When we were deciding what to do these school holidays, Melbourne was high on our list of possibilities because of its Science museum, Scienceworks. So we had high hopes for it. And, not to spoil the suspense, it was a million miles better than the Powerhouse, but that doesn’t necessarily get it up to our all time best science museum list.
Scienceworks is in the inner-ish industrial suburb of Spotswood, on the site of what was once Melbourne’s main sewerage pumping station. To get there from the train station, we had to walk past a working factory (not something we see every day). To mark its 21st birthday (and possibly also the school holidays), Scienceworks had put on slightly more activities than usual, so we happily spent a good half day there sampling everything.
They had an excellent show about lightning, where we all learned something (and Callum got to be a demonstrator for a can crushing demonstration of magnetism), a fairly ordinary science show (more show than science, with Declan taking a turn as demonstrator of non Newtonian corn starch and water), and a themed permanent display of all sorts of scientific aspects of houses (mainly the bug and mould variety, but many other bits and pieces). The pumping station had a still working engine, fortunately it wasn’t pumping sewage any more.
1. The Museum must engage and excite – For jaded, experienced science museum goers, we had a good time. Surprisingly for us, the sportsworks exhibit was a lot of fun, inviting you to test yourself on all sorts of different aspects of muscular strength, agility and fitness. This part had the most adults trying things out that I have seen for a while in a science museum As well as understanding our own fitness, I think we all did learn something about the human body and its abilities. But as a whole, the museum was pretty small.

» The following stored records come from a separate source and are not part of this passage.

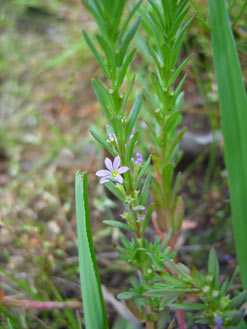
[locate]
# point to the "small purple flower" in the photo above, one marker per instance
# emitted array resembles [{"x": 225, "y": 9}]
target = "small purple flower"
[
  {"x": 140, "y": 218},
  {"x": 112, "y": 138},
  {"x": 138, "y": 158},
  {"x": 218, "y": 321},
  {"x": 113, "y": 171}
]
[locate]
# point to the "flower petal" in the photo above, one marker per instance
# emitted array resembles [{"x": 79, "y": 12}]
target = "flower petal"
[
  {"x": 119, "y": 179},
  {"x": 108, "y": 164},
  {"x": 104, "y": 180},
  {"x": 103, "y": 173},
  {"x": 116, "y": 162},
  {"x": 123, "y": 169}
]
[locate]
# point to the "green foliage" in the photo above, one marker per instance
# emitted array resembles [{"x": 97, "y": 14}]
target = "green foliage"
[
  {"x": 93, "y": 304},
  {"x": 233, "y": 107}
]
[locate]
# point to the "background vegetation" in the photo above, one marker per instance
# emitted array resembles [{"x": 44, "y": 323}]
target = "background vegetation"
[{"x": 46, "y": 107}]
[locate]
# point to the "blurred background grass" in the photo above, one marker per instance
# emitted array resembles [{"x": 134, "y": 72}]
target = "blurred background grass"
[{"x": 46, "y": 106}]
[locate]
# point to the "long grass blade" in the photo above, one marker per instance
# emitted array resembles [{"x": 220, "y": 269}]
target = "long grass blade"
[
  {"x": 93, "y": 304},
  {"x": 233, "y": 108}
]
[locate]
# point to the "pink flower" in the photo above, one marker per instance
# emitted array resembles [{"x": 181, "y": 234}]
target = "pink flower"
[{"x": 114, "y": 171}]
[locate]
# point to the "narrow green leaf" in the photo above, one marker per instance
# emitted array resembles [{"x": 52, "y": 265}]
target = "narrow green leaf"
[
  {"x": 143, "y": 171},
  {"x": 132, "y": 117},
  {"x": 233, "y": 109},
  {"x": 170, "y": 292},
  {"x": 93, "y": 304},
  {"x": 118, "y": 224},
  {"x": 130, "y": 148},
  {"x": 101, "y": 95},
  {"x": 127, "y": 94},
  {"x": 112, "y": 188},
  {"x": 167, "y": 175}
]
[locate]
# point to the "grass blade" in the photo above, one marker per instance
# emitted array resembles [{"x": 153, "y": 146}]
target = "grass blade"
[
  {"x": 93, "y": 304},
  {"x": 233, "y": 108}
]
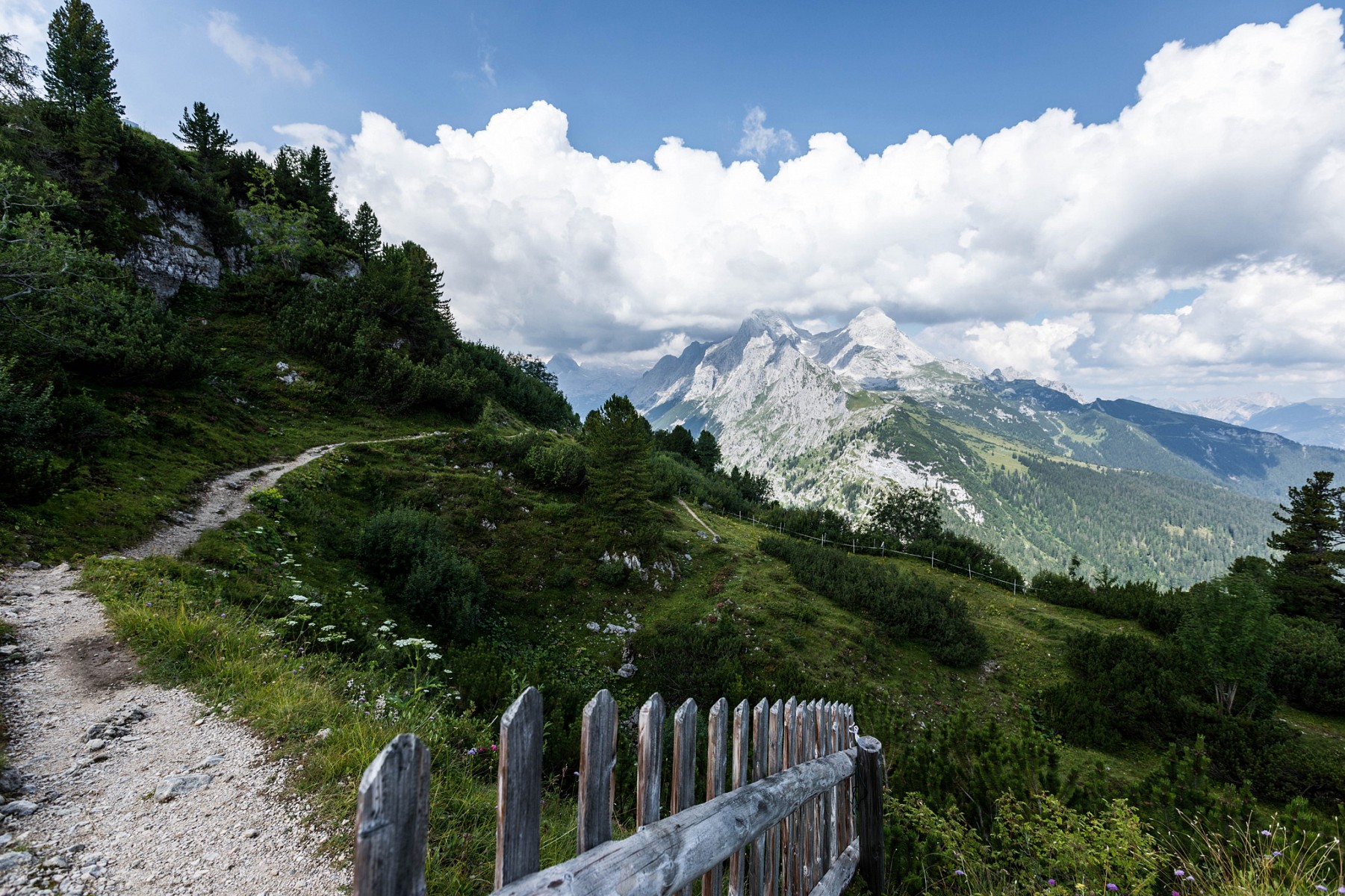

What it did, it did well, but compared with some of the glory museums around the world (Nemo remains our favourite) it doesn’t stack up. 8/10.
2. The exhibits must work and not baffle – This was pretty good. There were the occasional exhibits that didn’t work, but largely everything that was supposed to have an effect when you pressed a button worked that way 9/10.
3. A play area should not substitute for teaching science in the museum. Sadly, the boys were now too old for the play area (maximum age of 8)! So we didn’t get to try it out. The main exhibits were pretty good at not just having a random set of buttons to press, but having some reasonably understandable explanations for things, not just showing off random effects. Where it let itself down was in the science show. There were some fun experiments (making a non Newtonian fluid (aka slime), making liquid nitrogen icecream) but the show as a whole was fairly perfunctory in the science explanations. 7/10.
4. Televisions and computers are no longer, in themselves, cool, or more generally, everything should be up to date. We did find ourselves being mildly amused at parts of the house exhibit, where CDs were explained as the latest way of recording sound, and there was a long explanation of the cathode ray tube, but they did a good job of showing fairly timeless exhibits most of the time. 8/10.
5. Museums should tell a story. We’ve had some great examples here, (Petrosains is the most recent). For such a small museum, I felt that Scienceworks did a great job with the stories it chose to tell, particularly the house exhibit. But I can’t bring myself to score it as highly as some of our other favourites. 8/10.
We had a great time at Scienceworks, but we continue to be sad that for a country that once branded itself the “clever country” does so poorly in the science museum/experience centre stakes. Scienceworks is way better than the Powerhouse in Sydney, but neither of them comes close to so many of the great science museums we have seen around the world
And for the practical things:
Cafe factor: There is a cafe (overlooking a nice playground) in the centre which has a good selection of reasonably healthy things to eat (and hot chips as well). Also on busy days they have a coffee cart so that you don’t have to queue too much (it is Melbourne, after all)
Expense: The base cost for a family of four is $20 (kids are free) but the advice I got (to pay for most of the extras) is the right advice – the base entry fee doesn’t let you see all the best bits – it would have cost us $62 if we hadn’t been Powerhouse members. So at the expensive end of things.
Public Transport: Scienceworks is 10 minutes walk away from Spotswood train station, so reasonably easy to get to on the Melbourne train system. It is also a stop on the ferry from Southbank to Williamstown, which is a great way to get there or back (although expensive – $36 one way for our family of four). However, call the ferry first (which Scienceworks information desk will do for you), to check they have space and are running that day – sometimes services are cancelled due to weather or tides.